I wish we had solar panels. Doesn't everyone wish they were
making their own free energy to run their household? It seems like such a
natural solution, a good idea whose time has come, a real
duh-of-course-we-should-do-that.
We just spent a week in DC in August. Nobody really chooses to go to the nation's concrete sauna during the muggiest time of year, but we did. We stayed at a friend's house because they were out of town, like most folks with good sense who live in the city. The welcome note invited us to use the A/C as much as we wanted because they don't pay for electricity. They put solar panels on their roof a year ago and already are making so much energy, they are banking money.
While I was cranking up the A/C, the headline of a Citizen Dave blog post in The Isthmus, read "Solar energy will end utilities if they don't think differently."
The blog post struck a chord for me on a couple levels. Dave compares the utility industry to Kodak, a business that missed the mark by presuming they were a company that sold film, instead of a company that sold the ability to capture images and make memories. He writes "There's a similar lesson in this for a lot of industries, nonprofits and governments today."
Coming back to my own capital city, I notice there are some things the two cities share. Like in Madison, friends who work for non-profits in DC sound exhausted and confused. The reality is we are living in a capitalist country where government has a cash-flow problem. Sentiment has turned against public works and social services. The non-profit sector is meant to pick up the slack but generally lacks reasonable strategies or skills to do so.

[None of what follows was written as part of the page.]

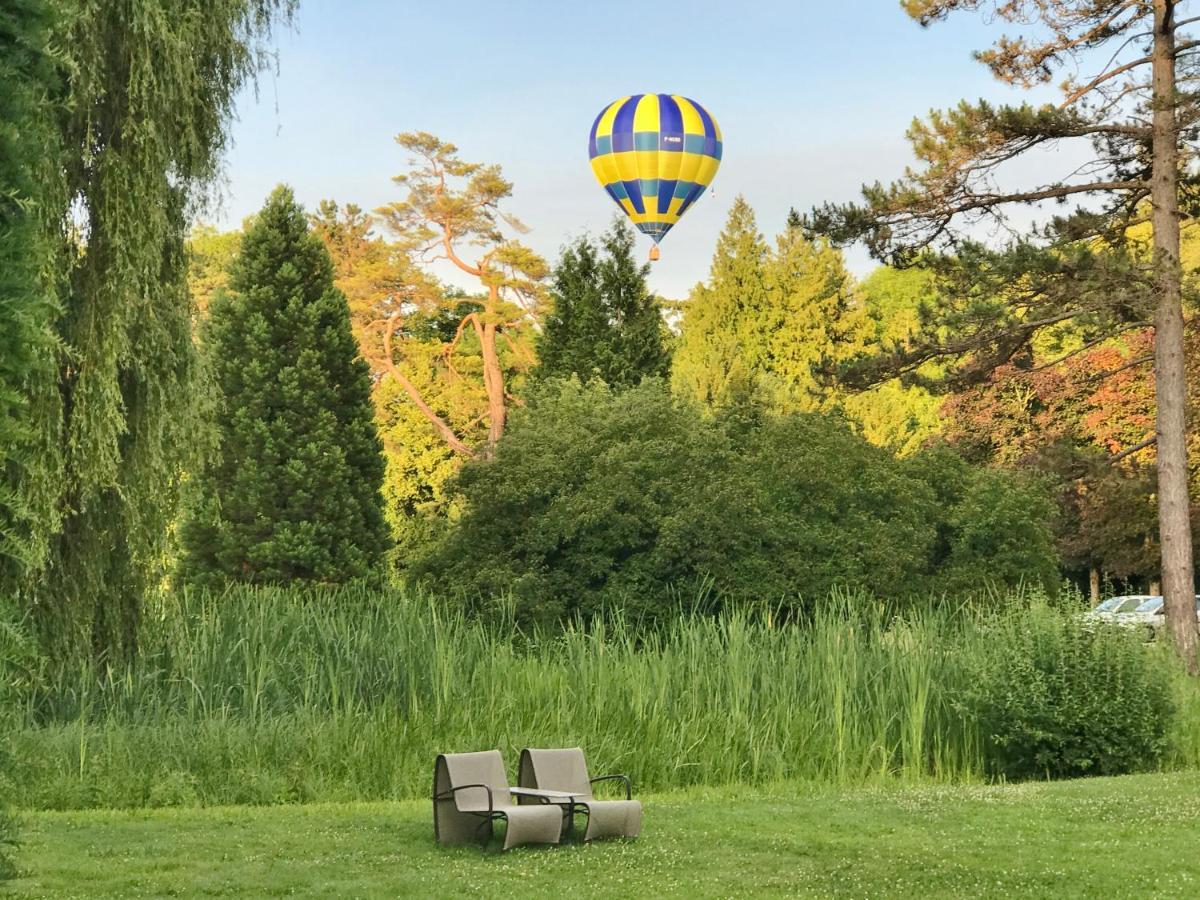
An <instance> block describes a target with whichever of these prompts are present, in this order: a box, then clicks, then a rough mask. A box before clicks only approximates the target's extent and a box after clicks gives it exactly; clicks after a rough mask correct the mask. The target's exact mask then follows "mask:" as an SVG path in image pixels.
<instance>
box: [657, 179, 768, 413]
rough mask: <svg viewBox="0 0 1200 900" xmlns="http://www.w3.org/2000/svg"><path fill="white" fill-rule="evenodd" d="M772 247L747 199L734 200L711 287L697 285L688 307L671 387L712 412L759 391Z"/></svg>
mask: <svg viewBox="0 0 1200 900" xmlns="http://www.w3.org/2000/svg"><path fill="white" fill-rule="evenodd" d="M767 252H768V251H767V242H766V241H764V240H763V238H762V234H760V232H758V226H757V223H756V222H755V216H754V210H752V209H751V208H750V204H749V203H746V200H745V198H744V197H738V198H737V199H734V200H733V206H732V208H731V209H730V216H728V218H727V220H726V222H725V228H724V230H722V232H721V235H720V238H718V241H716V252H715V254H714V256H713V265H712V269H709V276H708V282H707V283H704V284H697V286H696V287H695V288H694V289H692V293H691V298H690V299H689V301H688V304H686V306H685V307H684V314H683V325H682V332H680V336H679V343H678V346H677V347H676V353H674V361H673V365H672V372H671V384H672V388H673V389H674V391H676V392H677V394H679V395H682V396H685V397H689V398H692V400H695V401H697V402H700V403H702V404H703V406H706V407H708V408H710V409H721V408H725V407H728V406H731V404H732V403H733V402H736V400H738V398H740V397H746V396H749V395H750V394H752V392H754V391H755V368H756V360H755V353H754V352H752V350H751V349H750V348H751V346H752V343H754V342H756V341H757V337H756V336H755V335H754V328H755V323H754V318H756V316H755V313H756V311H758V310H761V308H762V307H763V306H764V305H766V294H767V282H766V265H767Z"/></svg>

I hear smart people in both capitals wondering why non-profits have been so slow to respond and keep up. A TED talk by Dan Pallotta, who started AIDS ride and wrote "Charity Case: How the non-profit community can stand up for itself and really change the world" offers some answers. But can we, in Madison, keep up or lead the way?
Two things seem distinctly different here from DC:
-Pace. In the city, we were
always walking too slowly. The sidewalks are crowded and my little family was
like a slow-moving barge the busy urbanites had to navigate around. I used to
live in DC and I remember, I was a very fast walker back then. I have slowed to
what I think is a more reasonable pace. I appreciate the leisure I have in my
life now, and I value it. But I wonder if I have lost the energy to speed
toward new ideas, take risks, be bold. Taking a stroll is pleasant, but are
current challenges demanding more of a trot?
-Balance. The friends and family I have in DC live there
because the jobs are there. They change jobs frequently and squeeze life in
between. Generally speaking, in Madison we seem to choose the place and hope we
find a job. That means that people have been at their job for a long time
(myself included), which equates to a group of folks who tend to be more
risk-averse, less driven, and perhaps less inclined to push boundaries. There
are simply fewer jobs, and fewer options, so we cultivate a contentedness that
may be counter to innovation or bold changes in direction.
As
I've been noticing and writing about, there is some energy and excitement right now that I hope counters
a low-grade depression many of us have been living with. I want to ride the
wave and am interested in what sort of splash it will make.
So I am now on the wait list to
get a free estimate from the local Sierra Club to find out if we can afford to
install solar panels on our roof. But I know we can't. Because if we could, our
friends and our neighbors would all have them. I suspect Wisconsin just doesn't
have the incentives in line yet to make it doable. And the incentives in place are in jeopardy.
Or maybe it's just not hot enough here?